Tuesday, October 26, 2010

Who's Telling the Truth?

Hello Blogging friends,

I have been a busy bee lately, Spring cleaning my house in the Fall. While going through my desk drawer, I ran across this poem I wrote in June 1999 and wanted to it share it with you.

Who's Telling the Truth?

The world says, "Get ahead, no matter what the cost"
Jesus says "become a servant, as an example to the lost"

The world says "any religion is basically okay"
Jesus says "beware of false teachers, for I am the only way"

The world says, "live life to the full, it's all about having fun"
Jesus says "we're just passing through, meanwhile, there's work to be done"

The world says "no matter what you do wrong, surely you're not to blame"

Jesus says "confess that sin and I'll forgive and take away your shame"

I say "weigh the truth for yourself before anymore time goes by,
for eternity is way to long to take a chance on a lie."

Wednesday, October 20, 2010

Remove The Stone by Tony Evans

A friend of mine sent this to me this morning & it blessed me so much, I thought I'd share it with you all.



Have you ever been in a situation where things fell apart after you went to Jesus? Have you ever experienced a death? Not just a physical death, because death is essentially a loss. Have you ever experienced a deep loss of any kind? Stuff started to get sick, and then it just died. You have this plan for your life. You had a hope. You thought that things were going to fall right into place. But not only did they not fall into place, they died.

If you have ever been in a situation like that, then you know exactly what Martha and Mary were experiencing when they got caught between a rock and a hard place in John 11. Lazarus was sick. Martha and Mary reach out to Jesus for help. Jesus sends back hope. Lazarus dies.

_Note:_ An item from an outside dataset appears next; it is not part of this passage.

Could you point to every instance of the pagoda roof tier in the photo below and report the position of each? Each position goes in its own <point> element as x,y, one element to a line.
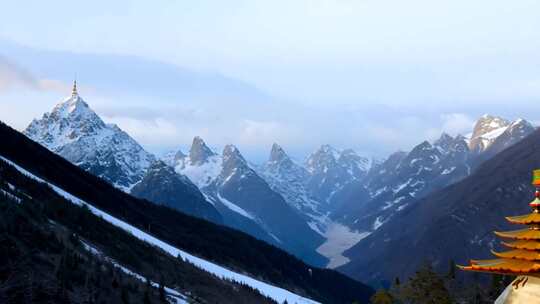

Martha had told Jesus that she believed He was the resurrection and the life (v. 27). She had then run to tell Mary that Jesus had come.

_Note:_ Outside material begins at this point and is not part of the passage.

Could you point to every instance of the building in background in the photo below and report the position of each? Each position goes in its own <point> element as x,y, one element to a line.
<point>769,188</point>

Now Mary, seeing Jesus, falls at His feet and says, “Lord, if You had been here, my brother would not have died” (v. 32). John reports that when Jesus “saw her weeping, and the Jews who came with her also weeping, He was deeply moved in spirit and was troubled, and said, ‘Where have you laid him?’ They said to Him, ‘Lord, come and see’” (vv. 33-34).

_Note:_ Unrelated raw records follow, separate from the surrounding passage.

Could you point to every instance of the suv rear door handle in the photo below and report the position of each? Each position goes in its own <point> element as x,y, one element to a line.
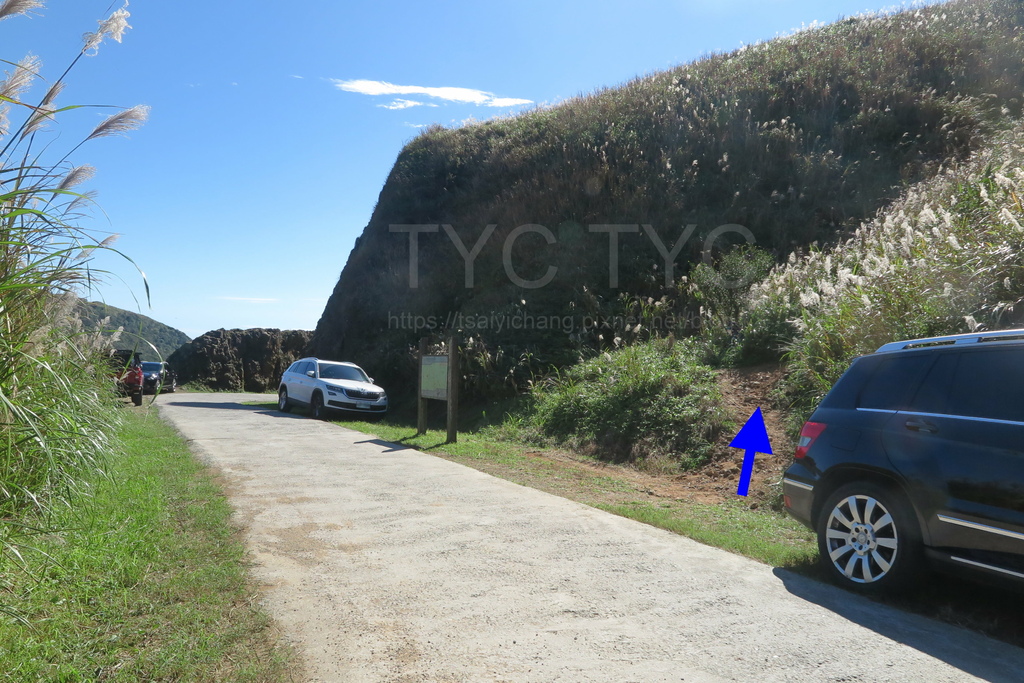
<point>922,426</point>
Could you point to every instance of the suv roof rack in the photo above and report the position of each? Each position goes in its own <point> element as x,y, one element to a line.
<point>972,338</point>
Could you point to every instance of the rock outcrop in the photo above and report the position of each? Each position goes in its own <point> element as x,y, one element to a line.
<point>239,359</point>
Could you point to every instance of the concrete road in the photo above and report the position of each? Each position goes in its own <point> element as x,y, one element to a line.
<point>387,564</point>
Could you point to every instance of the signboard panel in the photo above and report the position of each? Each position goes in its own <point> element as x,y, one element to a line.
<point>433,377</point>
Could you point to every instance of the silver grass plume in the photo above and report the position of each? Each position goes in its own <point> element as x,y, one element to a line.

Then, John writes, “Jesus wept” (11:35).

The next part of the passage contains potentially the most revolutionary spiritual truth you could ever learn for your daily living. It can sustain you when you’re caught between a rock and a hard place. We read: “So Jesus, again being deeply moved within, came to the tomb. Now it was a cave, and a stone was lying against it. Jesus said, ‘Remove the stone.’ Martha, the sister of the deceased, said to Him, ‘Lord, by this time there will be a stench, for he has been dead four days’” (vv. 38-39).

Jesus makes a simple request, “Remove the stone.” Martha interrupts to let Jesus know that what He is asking isn’t practical. She lets Jesus know that what He is asking isn’t logical. It makes no biological sense.

When God puts you or me between a rock and a hard place, He will often make a request that makes absolutely no sense. His request to the mourners is not logical. Lazarus is literally between a rock and a hard place. Lazarus is literally behind a stone. Jesus asks the mourners to remove the stone without giving them any more information.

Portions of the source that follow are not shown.